Here at Inviqa we’re committed to helping our people learn and grow. As part of this commitment we recently invested in free, in-house coaching to help our people achieve their personal and professional goals.
Here I sit down with our first resident development coach, Tony Piper, to learn more about the personal and professional benefits of coaching and how it all works.
What are the benefits of developmental coaching?
It’s ultimately here to help you accomplish the things you’d like to achieve, and, in the process, to help with your sense of wellbeing.
Coaching can be useful in all sorts of ways, but it’s always about helping people take action. People often get stuck before they’ve started to work on something (aka ‘analysis paralysis’), and if they get started they can often become stuck if they’re waiting for others, or doing something they have no experience of.
Developmental coaching is a tool that helps people get started and get unstuck. I usually work with people on communication and presentation skills, personal effectiveness, management, coaching and leadership skills, career growth, and career transition.
If you’re always telling people what to do, you may become indispensable. If you help people understand what they already know, and what they can do for themselves, you will become invaluable.
Coaching reminds us that we’re capable of achieving much more than we think, even when we just harness the skills, experiences, and contacts we already have.
In an industry such as software engineering, we’re all experts, paid to tell each other what we think about something, and what should be done. We go about our lives freely offering advice to each other. And if we’re on the receiving end of that, it’s easy to become over-reliant on others.
Developmental coaching helps rebalance things and remind you that you already have so many personal resources that can be used to achieve great things. And when you realise or reconnect with that, amazing things can happen.
How does coaching work at Inviqa?
We offer developmental coaching for free to all Inviqa employees, whatever their role or location. It’s confidential and impartial and allows staff to work on outcomes that might require just one or two sessions, or larger goals they wish to tackle over a longer timeframe.
Many of my clients approach me directly and others are referred to me by our dedicated People and Learning Team. Typically we’ll start with an hour-long session and take it from there.
My client will talk me through their challenge or current predicament whether that’s to do with themselves, their work, or their relationships with other people.
By helping my clients to question their assumptions and perceptions, and by acting as a sounding-board, I can help them to identify their goals or the change they want to achieve, and the action that’s required to get there.

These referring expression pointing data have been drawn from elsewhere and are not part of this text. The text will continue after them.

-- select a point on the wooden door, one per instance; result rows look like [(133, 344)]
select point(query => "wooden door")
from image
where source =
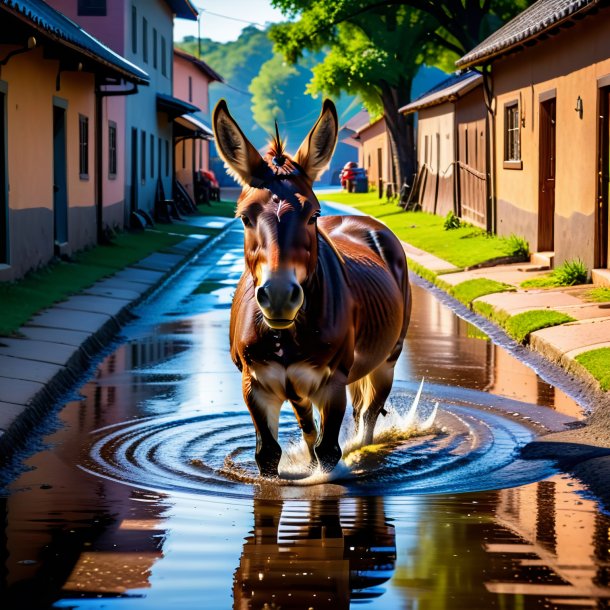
[(60, 177), (603, 182), (546, 179), (4, 236)]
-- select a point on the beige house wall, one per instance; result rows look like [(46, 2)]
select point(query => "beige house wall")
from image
[(30, 81), (568, 65), (375, 138), (436, 150)]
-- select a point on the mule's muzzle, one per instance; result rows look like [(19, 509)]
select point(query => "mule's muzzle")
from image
[(280, 297)]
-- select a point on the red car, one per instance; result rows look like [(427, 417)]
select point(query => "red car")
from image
[(350, 175)]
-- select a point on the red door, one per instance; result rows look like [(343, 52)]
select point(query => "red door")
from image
[(546, 180), (603, 173)]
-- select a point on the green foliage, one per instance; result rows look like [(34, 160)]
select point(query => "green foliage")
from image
[(20, 300), (466, 292), (463, 247), (597, 362), (451, 221), (520, 326), (600, 294), (518, 246), (570, 273)]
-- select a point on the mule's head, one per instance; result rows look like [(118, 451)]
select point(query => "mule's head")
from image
[(278, 209)]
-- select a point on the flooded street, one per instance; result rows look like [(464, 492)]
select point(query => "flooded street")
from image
[(143, 493)]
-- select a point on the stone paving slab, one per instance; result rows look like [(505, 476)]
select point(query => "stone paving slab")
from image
[(61, 336), (118, 284), (28, 370), (583, 335), (159, 262), (18, 391), (140, 276), (40, 351), (516, 302), (513, 274), (121, 294), (94, 304), (65, 318), (429, 261)]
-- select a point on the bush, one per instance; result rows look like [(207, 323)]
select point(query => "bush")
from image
[(569, 273), (518, 246), (451, 222)]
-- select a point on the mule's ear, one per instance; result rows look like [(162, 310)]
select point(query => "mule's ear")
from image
[(317, 148), (241, 158)]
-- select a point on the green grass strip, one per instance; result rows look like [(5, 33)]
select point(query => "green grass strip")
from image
[(464, 247), (40, 289), (520, 326), (597, 362), (466, 292)]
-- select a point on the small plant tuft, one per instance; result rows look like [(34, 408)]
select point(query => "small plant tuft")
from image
[(570, 273), (451, 221)]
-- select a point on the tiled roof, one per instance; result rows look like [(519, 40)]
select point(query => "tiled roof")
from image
[(183, 9), (532, 22), (209, 72), (451, 88), (59, 28)]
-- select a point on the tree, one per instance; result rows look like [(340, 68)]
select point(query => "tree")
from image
[(376, 48)]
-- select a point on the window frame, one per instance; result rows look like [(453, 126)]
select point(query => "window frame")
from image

It’s hugely rewarding to be able to help the people I work with, which in turn helps the business. We may be a digital agency, but we’re ultimately a people business, and we’re only as good as the people we employ and nurture.
Inviqa is full of lovely, smart people. I’m lucky enough to be working with them, and helping them achieve their dreams. What could be more rewarding?
What have you found most challenging?
It’s challenging when you encounter clients who say they want to achieve things, but aren’t prepared to do the work. Coaching can only work if you have a strong sense of intrinsic motivation to achieve what you’re trying to achieve. If you don’t, I can help you understand how to get that motivation, but ultimately if you don’t want to achieve it, you won’t.
Everything else is possible!
How did you get into coaching?
Earlier in my career, I was lucky enough to experience the power of coaching for myself (at a time when it wasn’t very commonplace) and was inspired to grow my skills in this area.
Fast forward a few years and I was still working as an IT professional, but kept seeing my colleagues getting stuck in the same situations. I knew that coaching could help, and I wanted to make best use of my skills and experience. So I decided to formally change career.
Coaching is a skillset that can be used in so many ways, whether working as a full-time coach, being a leader with strong coaching skills, or a facilitator. It’s the kind of thing that can be of service to anyone, anywhere in the world.
And any advice for would-be coaches?
Get a coach!
A coach without a coach is like a doctor who doesn’t believe in going to the doctor. How can you expect your clients to see the value in coaching if you don't?
As for training, there are lots of coaching frameworks you can learn. I started my journey by learning the Five Minute Coach and applying it rigorously. Getting started as a coach doesn’t need to be expensive or time-consuming. Like many things, it takes moments to learn, but a lifetime to master.
What inspires you?
I’m inspired by people who, in the face of adversity or challenge, keep going and achieve their goals.
What are your interests outside work?
I love to be out and about on my Brompton bike, going for long walks, or training in the gym. I’m also a professional singer, so don’t spend much time at home!